O Vaticano recordou que, em dez consistórios, Francisco criou 163 cardeais, dos quais 133 eleitores e 30 não eleitores, provenientes de 73 nações, 23 das quais nunca tinham tido um cardeal.

“Mais do que qualquer um dos seus antecessores, ampliou o Colégio Cardinalício”, referiu o documento, evocando ainda as cinco Assembleias do Sínodo dos Bispos, três ordinárias, dedicadas à família, aos jovens e à sinodalidade, uma extraordinária novamente sobre a família e uma especial para a Região Pan-Amazónica.

O Papa foi lembrado pela sua voz “em defesa dos inocentes” e pela intervenção na pandemia de Covid-19, com referência à noite de 27 de março de 2020, quando “quis rezar sozinho na Praça de São Pedro, cujo colunata simbolicamente abraçava Roma e o mundo, pela humanidade amedrontada e ferida pela doença desconhecida”.

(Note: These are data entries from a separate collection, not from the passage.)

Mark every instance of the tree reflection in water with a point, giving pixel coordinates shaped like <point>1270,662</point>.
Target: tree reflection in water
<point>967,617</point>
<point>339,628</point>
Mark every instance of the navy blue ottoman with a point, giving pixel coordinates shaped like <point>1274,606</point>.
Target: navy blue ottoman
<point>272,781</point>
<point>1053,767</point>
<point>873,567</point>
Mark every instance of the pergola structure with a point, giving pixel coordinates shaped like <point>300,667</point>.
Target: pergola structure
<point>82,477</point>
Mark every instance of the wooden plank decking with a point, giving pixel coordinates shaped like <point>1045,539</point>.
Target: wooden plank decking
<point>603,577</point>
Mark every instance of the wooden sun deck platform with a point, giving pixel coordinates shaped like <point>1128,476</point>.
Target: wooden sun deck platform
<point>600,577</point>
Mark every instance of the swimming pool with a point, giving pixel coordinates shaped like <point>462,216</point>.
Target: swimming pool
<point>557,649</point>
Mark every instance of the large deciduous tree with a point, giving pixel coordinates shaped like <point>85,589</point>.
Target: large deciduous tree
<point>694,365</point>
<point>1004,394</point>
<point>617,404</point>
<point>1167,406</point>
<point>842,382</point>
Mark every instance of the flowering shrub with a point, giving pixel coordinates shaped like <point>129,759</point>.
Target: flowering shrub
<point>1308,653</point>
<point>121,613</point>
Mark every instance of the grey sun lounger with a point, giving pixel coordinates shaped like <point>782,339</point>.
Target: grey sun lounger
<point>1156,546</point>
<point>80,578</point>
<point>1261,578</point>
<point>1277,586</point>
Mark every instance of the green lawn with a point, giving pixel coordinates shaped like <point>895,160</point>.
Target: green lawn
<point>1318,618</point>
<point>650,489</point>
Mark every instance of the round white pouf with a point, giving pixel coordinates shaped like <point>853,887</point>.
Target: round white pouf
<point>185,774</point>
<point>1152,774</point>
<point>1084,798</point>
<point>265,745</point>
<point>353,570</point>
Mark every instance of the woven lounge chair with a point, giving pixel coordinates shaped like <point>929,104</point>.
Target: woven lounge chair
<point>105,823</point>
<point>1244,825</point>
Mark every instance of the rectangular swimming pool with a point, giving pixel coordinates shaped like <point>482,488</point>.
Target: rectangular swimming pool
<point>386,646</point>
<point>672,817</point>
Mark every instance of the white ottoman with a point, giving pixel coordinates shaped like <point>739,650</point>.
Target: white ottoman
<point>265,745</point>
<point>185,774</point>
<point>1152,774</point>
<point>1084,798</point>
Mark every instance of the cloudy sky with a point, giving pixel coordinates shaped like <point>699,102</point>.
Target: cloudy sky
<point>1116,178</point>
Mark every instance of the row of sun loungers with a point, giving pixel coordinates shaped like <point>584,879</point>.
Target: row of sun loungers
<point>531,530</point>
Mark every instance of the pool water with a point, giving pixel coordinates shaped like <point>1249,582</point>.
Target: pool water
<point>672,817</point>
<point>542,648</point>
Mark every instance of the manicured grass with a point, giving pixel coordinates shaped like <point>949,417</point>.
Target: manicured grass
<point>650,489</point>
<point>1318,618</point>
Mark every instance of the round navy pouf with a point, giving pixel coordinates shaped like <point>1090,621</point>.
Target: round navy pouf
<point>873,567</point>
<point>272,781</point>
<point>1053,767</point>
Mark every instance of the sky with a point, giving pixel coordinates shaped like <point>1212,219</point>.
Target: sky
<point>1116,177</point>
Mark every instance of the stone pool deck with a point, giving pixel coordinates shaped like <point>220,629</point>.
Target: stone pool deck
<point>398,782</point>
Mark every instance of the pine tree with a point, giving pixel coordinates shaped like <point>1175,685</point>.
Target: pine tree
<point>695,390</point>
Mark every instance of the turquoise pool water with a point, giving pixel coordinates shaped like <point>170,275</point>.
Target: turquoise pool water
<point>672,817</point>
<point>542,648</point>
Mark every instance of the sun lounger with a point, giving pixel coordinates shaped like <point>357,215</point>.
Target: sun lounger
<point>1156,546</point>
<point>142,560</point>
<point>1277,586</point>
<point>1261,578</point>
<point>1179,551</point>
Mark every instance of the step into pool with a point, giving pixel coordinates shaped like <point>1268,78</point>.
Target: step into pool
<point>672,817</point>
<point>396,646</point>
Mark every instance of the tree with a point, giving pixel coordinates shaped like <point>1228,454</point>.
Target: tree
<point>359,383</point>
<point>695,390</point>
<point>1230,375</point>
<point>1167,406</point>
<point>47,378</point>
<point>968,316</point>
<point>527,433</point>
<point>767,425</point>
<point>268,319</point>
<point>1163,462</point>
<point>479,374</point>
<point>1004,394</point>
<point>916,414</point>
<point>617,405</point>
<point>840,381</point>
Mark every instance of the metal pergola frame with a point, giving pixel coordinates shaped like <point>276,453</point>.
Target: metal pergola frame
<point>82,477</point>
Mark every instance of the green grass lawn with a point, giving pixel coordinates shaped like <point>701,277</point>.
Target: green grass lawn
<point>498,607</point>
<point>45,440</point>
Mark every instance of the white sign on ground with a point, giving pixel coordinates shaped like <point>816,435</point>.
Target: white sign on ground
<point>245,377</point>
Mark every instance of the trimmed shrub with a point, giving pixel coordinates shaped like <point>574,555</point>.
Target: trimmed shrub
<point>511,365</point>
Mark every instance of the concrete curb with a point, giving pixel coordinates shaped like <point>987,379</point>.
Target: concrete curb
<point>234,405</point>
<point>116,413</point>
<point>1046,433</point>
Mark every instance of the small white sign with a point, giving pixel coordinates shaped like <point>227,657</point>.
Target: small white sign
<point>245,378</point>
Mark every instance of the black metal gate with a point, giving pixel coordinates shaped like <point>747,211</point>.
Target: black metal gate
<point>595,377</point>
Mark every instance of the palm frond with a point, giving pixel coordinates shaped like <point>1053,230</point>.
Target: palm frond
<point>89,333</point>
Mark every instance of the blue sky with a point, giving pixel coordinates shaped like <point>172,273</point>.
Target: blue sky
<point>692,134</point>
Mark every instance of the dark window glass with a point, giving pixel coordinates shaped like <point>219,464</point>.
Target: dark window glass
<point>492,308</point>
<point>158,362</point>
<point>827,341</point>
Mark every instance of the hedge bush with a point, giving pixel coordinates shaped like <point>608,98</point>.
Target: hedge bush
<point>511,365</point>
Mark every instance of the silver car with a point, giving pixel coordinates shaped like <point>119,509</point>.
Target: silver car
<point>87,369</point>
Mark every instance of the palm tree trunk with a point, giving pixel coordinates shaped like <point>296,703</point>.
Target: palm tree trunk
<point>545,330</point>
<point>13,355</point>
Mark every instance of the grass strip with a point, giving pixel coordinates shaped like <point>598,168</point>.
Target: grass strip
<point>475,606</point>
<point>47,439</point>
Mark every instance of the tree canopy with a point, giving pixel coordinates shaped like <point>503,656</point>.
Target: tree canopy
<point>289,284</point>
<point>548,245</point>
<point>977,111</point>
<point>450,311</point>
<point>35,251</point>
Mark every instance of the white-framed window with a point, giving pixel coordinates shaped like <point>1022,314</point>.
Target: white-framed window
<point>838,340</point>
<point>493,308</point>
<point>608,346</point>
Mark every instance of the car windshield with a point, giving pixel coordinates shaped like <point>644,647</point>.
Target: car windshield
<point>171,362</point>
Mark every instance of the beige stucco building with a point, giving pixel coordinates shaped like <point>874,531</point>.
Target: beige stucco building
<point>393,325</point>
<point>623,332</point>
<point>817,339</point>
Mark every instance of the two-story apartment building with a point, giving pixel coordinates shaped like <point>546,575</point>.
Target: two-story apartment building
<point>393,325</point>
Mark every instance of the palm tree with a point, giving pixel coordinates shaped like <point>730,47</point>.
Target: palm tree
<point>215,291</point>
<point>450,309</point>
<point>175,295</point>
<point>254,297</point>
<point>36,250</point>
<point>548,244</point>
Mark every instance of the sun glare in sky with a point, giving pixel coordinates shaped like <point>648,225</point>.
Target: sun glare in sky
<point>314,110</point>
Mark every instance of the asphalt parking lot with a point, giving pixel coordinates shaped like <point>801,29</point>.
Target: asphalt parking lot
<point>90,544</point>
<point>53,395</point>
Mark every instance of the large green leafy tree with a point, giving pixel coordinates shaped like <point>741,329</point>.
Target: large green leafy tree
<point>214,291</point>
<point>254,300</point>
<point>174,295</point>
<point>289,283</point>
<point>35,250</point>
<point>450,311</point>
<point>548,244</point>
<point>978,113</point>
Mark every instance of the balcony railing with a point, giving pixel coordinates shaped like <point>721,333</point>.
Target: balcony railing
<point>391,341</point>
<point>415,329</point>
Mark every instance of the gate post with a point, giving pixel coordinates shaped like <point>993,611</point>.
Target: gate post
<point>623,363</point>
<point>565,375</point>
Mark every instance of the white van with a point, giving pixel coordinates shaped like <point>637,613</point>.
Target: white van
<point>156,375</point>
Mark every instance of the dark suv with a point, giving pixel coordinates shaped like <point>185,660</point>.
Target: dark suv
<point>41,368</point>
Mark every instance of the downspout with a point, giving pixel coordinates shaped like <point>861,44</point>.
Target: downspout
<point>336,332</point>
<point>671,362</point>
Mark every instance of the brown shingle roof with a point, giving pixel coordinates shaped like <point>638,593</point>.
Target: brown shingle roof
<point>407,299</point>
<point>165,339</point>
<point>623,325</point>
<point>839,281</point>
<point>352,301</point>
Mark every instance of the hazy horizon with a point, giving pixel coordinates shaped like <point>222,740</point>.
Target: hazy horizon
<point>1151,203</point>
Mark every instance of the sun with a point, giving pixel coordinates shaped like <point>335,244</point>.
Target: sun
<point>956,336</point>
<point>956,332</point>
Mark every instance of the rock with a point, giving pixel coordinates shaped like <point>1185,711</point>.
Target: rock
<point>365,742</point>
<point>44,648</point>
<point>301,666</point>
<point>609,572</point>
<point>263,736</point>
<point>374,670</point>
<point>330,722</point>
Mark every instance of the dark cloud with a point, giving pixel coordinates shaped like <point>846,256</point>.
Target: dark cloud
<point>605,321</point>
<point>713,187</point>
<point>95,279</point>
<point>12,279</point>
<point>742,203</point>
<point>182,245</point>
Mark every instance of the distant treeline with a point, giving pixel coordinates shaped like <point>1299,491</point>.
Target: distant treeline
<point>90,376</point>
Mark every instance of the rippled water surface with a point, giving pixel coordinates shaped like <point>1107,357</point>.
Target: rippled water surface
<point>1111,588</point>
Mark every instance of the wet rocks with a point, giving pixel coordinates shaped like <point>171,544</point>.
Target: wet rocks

O ‘rogito’ evocou os últimos anos do pontificado, “marcados por numerosos apelos à paz, contra a III Guerra Mundial aos bocados, em curso em vários países, especialmente na Ucrânia, mas também na Palestina, Israel, Líbano e Mianmar”.

A nota destacou os internamentos no Hospital Gemelli, de Roma, em particular a última, de 38 dias, devido a uma pneumonia bilateral.

“De regresso ao Vaticano, passou as últimas semanas da sua vida na Casa Santa Marta, dedicando-se até ao fim e com a mesma paixão ao seu ministério petrino, embora ainda não totalmente recuperado”, indica o texto, que recorda a última aparição na varanda da Basílica de São Pedro, no Domingo de Páscoa, para conceder a bênção ‘Urbi et Orbi’.

O registo elencou os principais documentos do pontificado, em especial as quatro encíclicas: ‘Lumen fidei’ (29 de junho de 2013), que aborda o tema da fé em Deus; ‘Laudato si’ (24 de maio de 2015), que aborda o problema da ecologia e a responsabilidade da humanidade na crise climática; ‘Fratelli tutti’ (3 de outubro de 2020), sobre a fraternidade humana e a amizade social; ‘Dilexit nos’ (24 de outubro de 2024), sobre a devoção ao Sagrado Coração de Jesus.

Outro ponto em destaque foi a reforma da Cúria Romana, com a constituição Apostólica ‘Praedicate Evangelium’ (19 de março de 2022).

O rito do encerramento do caixão decorreu às 20h00 de sexta-feira, 25 de abril, (menos uma em Lisboa), no Altar da Confissão da Basílica de São Pedro, presidido pelo cardeal camerlengo, D. Kevin Farrell.

Durante a noite, o Capítulo de São Pedro “assegurará uma presença de oração e vigília junto ao corpo do pontífice, até aos preparativos da Santa Missa da manhã seguinte”, informa o Vaticano, acrescentando que estavam presentes “alguns familiares” de Francisco.